Former President Donald Trump garnered unanimous support from Democrats vying to bump President Joe Biden off the top of their ticket on one of his key legal battles.
Friday, NewsNation host Dan Abrams did what the Democratic National Committee has refused to do for the 2024 election cycle, and that was give party opponents looking to supplant Biden a platform to have their voices heard. In keeping with that theme, when asked about legal challenges to Trump’s ballot access, the candidates gave varied reasons on why they favored leaving the ultimate decision up to voters.
“He has not been convicted of the crime of insurrection,” writer Marianne Williamson pointed out as the first of the forum presented with the question. Seated between Minnesota Rep. Dean Phillips and commentator Cenk Uygur she continued, “He hasn’t been, and so for a judge to just opine on this, I think it’s very dangerous.”
“The people who love Donald Trump are going to vote for Donald Trump. We could indict him 91 more times, he could be in prison, people are going to vote for him. Anything we do to try to obstruct Donald Trump, this is not the way we’re going to win in ’24. We’re going to win in ’24 by offering the American people a better life,” argued Williamson. “We will beat him on the issues. Let us not beat him in court.”
With the Supreme Court slated to hear arguments in February on the Colorado case that moved to pull the one-time president from the ballot, a decision likely to impact similar challenges across the country, Turkish-born Uygur related his own situation to Trump’s.
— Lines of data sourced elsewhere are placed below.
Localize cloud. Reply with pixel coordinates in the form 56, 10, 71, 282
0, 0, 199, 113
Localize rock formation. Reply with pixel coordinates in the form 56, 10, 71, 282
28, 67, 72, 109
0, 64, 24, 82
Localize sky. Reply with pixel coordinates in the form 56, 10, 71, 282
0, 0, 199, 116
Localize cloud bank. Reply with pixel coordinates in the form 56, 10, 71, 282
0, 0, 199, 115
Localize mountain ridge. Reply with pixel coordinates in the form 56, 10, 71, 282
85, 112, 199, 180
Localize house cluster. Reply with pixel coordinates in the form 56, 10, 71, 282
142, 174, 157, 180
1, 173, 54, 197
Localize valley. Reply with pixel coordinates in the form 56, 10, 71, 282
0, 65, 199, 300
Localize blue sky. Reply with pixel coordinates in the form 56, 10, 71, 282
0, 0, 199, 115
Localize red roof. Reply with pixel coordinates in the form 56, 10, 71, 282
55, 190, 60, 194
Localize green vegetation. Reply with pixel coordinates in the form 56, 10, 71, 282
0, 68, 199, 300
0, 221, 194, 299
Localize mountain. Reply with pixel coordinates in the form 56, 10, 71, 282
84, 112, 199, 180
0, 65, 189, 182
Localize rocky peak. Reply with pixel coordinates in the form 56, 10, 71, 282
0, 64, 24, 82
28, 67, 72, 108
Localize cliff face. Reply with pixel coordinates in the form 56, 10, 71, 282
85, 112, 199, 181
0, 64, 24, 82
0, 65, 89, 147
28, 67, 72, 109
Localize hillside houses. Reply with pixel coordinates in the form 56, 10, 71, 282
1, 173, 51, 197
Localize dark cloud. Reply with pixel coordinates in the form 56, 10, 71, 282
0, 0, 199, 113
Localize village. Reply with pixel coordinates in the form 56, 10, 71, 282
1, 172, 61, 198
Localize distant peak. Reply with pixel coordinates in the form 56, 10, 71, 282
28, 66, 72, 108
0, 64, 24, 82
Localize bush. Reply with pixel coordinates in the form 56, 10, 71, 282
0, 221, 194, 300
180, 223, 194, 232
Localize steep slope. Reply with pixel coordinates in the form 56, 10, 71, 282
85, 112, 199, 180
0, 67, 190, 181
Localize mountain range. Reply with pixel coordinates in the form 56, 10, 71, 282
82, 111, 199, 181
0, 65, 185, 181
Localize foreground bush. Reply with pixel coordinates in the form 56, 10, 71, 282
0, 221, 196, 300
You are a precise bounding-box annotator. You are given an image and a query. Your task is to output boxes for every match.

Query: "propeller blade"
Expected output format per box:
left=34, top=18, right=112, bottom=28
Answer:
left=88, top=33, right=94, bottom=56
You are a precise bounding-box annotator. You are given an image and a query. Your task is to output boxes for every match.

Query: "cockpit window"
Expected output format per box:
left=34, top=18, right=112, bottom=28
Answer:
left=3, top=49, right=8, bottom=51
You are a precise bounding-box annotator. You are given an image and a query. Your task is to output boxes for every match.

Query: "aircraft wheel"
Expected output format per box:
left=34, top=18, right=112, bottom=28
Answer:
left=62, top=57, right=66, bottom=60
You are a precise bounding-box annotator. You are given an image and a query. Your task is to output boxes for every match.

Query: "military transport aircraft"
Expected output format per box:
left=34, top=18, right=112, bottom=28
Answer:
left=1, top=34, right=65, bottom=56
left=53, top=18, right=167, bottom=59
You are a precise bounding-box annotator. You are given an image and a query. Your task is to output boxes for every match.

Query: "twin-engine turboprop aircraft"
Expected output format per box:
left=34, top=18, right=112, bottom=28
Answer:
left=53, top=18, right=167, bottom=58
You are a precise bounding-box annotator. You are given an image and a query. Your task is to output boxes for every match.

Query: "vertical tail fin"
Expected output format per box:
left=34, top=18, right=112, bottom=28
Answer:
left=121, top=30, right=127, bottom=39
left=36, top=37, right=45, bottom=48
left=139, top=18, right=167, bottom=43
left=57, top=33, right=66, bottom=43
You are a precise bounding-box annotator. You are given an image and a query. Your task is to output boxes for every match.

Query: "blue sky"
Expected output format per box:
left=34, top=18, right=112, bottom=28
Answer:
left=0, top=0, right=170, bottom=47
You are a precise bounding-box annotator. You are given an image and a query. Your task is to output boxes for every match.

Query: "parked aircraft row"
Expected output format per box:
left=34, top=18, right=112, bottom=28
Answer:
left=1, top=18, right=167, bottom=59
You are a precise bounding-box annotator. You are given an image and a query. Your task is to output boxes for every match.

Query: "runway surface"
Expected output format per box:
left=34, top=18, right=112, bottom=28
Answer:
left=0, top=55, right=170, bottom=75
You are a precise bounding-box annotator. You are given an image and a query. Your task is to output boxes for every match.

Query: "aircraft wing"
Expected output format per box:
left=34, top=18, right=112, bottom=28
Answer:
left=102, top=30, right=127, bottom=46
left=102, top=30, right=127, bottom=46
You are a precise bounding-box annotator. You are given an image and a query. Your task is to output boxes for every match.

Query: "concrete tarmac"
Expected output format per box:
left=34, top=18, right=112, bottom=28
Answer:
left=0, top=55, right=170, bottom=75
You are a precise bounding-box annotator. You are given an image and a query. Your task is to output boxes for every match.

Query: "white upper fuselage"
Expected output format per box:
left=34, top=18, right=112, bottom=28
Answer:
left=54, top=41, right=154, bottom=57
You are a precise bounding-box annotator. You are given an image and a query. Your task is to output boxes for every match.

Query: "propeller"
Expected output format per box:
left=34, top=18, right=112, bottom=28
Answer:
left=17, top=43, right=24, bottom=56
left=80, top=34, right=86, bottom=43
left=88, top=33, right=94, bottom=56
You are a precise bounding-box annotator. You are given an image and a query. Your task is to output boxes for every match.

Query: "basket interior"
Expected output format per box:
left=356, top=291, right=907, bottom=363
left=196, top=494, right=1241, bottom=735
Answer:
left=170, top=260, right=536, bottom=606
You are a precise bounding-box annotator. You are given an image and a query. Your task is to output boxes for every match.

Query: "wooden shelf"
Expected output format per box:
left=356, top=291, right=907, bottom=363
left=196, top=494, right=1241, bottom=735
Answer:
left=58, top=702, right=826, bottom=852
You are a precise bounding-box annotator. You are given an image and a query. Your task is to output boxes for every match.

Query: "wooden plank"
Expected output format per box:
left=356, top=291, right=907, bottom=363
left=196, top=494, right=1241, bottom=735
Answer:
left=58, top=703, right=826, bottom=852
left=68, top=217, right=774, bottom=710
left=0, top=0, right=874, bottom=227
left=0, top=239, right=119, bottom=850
Asked specifically if the 14th Amendment gave cause to keep the GOP figure off the ballot, he said, “No, I don’t. I think voters should decide, whether it’s us in primaries being put on the ballots, or Donald Trump in a primary or general election being put on a ballot. If we think democracy’s on the line, we should actually participate in democracy. We should support democracy.”
“But I want people to understand, the 14th Amendment is a complicated issues in both Section One, as it applies to me, Section Three, as it applies to Donald Trump, and let the courts decide that,” the host of “The Young Turks” continued before talking up his own legal case attempting to justify allowing naturalized foreign-born citizens to run for the highest office in the land.
Reasoned thought gave way to hyperbole when the congressman chimed in with his take on the Jan. 6, 2021 breach of the U.S. Capitol differing from Williamson as he asserted, “I was trapped in the House chamber on January 6. I’ll say the quiet part out loud, Donald Trump inspired an insurrection.”
“Every one of my colleagues in the Senate and House know it, we tried to prosecute him, and we failed,” reminded Phillips. However, rather than continue to beat a dead horse, the Minnesota lawmaker determined the final ruling should be up to the public.
“Do I think the Democratic Party should pursue legal channels to beat Donald Trump? No! The same way they shouldn’t pursue the same channels to keep us off the ballot,” he said. “We should let American voters be the judge and jury.”
To Phillips’ point, voters will begin to weigh in on Jan. 15 in Iowa when caucus-goers will officially kick off the nomination process with Florida Gov. Ron DeSantis and former United Nations Ambassador Nikki Haley leading in the mix of remaining candidates in challenging Trump for delegates.